Nessuno s’aspettava ‘A letto con Chad Kroeger’, ma è possibile che un film sulla band canadese non racconti in modo approfondito perché è «la più odiata di sempre»? E poi, dov’è Avril Lavigne?

Foto: Paul Bergen/Redferns/Getty Images

È facile denigrare i Nickelback. Troppo facile. La domanda è: perché? Ovvero, perché la band attira tante critiche e tanto odio? Per il successo che ha avuto? E però i gruppi che hanno ottenuto successo per buone e meno buone ragioni non si contano. Allora è per le canzoni? Di certo non sono i Beatles, ma nemmeno i Bay City Rollers. How You Remind Me rimane un tormentone, un pezzo da karaoke, una canzone classic rock che sembra vecchia prima ancora che finisca. E il resto del repertorio sembra scritto un’intelligenza artificiale alimentata da dischi anni ’70 e da un po’ di country contemporaneo. Sarà allora per l’arroganza da maschio alfa di Chad Kroeger? Ehi, è il frontman di un gruppo rock, è normale che sia così. Sarà il livello sconcertante di popolarità? La musica dei Nickelback sembra fatta apposta per essere la colonna sonora di una birra con gli amici. E insomma, è chiaro che un po’ danno fastidio.

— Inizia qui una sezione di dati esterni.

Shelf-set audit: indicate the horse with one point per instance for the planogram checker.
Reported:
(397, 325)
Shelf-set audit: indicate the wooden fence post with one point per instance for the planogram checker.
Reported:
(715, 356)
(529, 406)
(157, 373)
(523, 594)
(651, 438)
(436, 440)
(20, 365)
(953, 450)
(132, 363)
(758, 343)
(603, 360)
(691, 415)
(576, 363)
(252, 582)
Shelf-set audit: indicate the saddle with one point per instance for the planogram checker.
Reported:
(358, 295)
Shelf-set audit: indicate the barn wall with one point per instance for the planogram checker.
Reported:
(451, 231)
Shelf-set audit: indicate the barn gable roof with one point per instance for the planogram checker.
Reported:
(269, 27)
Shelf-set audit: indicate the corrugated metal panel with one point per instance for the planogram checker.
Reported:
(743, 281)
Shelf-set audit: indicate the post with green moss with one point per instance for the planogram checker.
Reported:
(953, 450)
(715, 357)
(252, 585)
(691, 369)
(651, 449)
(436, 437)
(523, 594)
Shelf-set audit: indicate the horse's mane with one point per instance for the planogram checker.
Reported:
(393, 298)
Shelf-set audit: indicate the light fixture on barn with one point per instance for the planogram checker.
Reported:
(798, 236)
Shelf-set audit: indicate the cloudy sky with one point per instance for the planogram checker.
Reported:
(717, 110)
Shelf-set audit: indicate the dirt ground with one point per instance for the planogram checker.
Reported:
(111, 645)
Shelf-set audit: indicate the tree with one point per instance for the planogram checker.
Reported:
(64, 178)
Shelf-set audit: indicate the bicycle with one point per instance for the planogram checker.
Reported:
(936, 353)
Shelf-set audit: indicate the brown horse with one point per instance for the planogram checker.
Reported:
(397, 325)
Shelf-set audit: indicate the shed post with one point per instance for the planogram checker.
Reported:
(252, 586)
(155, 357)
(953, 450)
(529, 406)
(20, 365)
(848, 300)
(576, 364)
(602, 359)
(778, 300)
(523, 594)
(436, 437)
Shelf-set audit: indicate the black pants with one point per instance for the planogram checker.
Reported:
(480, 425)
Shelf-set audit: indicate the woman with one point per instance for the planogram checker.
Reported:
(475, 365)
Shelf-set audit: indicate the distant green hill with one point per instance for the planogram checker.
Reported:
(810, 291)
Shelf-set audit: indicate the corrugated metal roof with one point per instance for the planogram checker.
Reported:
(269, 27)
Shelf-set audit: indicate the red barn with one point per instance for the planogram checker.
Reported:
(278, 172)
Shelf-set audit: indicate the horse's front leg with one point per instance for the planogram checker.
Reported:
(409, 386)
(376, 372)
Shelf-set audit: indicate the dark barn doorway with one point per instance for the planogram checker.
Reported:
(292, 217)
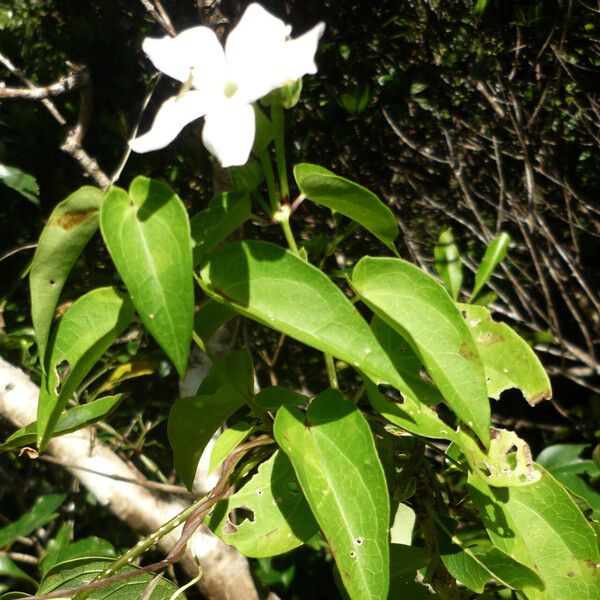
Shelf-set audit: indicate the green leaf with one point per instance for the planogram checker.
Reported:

Ma non siamo qui per criticare i Nickelback, né per elogiarli. Siamo qui per capire. Fin dal titolo, il documentario Hate to Love: Nickelback promette di dare le risposte che cerchiamo. È descritto come un ritratto intimo degli alti e bassi di una carriera di successo. E al Toronto International Film Festival, dov’è stato presentato in anteprima, il regista Ben Jones ha detto che è un modo per conoscere meglio questi musicisti. Non che uno si aspetti un A letto con Madonna in chiave rock, ma insomma, è normale nutrire la speranza che il documentario racconti la vita dei Nickelback, come sono diventati ricchi e famosi, ma soprattutto com’è che sono amati e odiati in ugual modo. È così?

Elenco di cose che si imparando guardando Hate to Live: i Nickelback sono canadesi; Chad Kroeger canta e suona la chitarra; suo fratello Mike suona il basso; un altro tizio chiamato Ryan Peake suona l’altra chitarra. Vengono da Hanna, una piccola città nello stato dell’Alberta che potrebbe essere una piccola città americana. La musica dà loro un modo per sfogare l’irrequietezza tipica della giovinezza. Stanno in una cover band chiamata Village Idiot e formano poi un altro gruppo. All’inizio stentano a farsi strada, suonano in posti minuscoli, per continuare ricorrono a prestiti. Fanno un EP. Cambiano vari batteristi finché arriva Ryan Vikedal. Firmano con un’etichetta discografica metal pur non essendo metal.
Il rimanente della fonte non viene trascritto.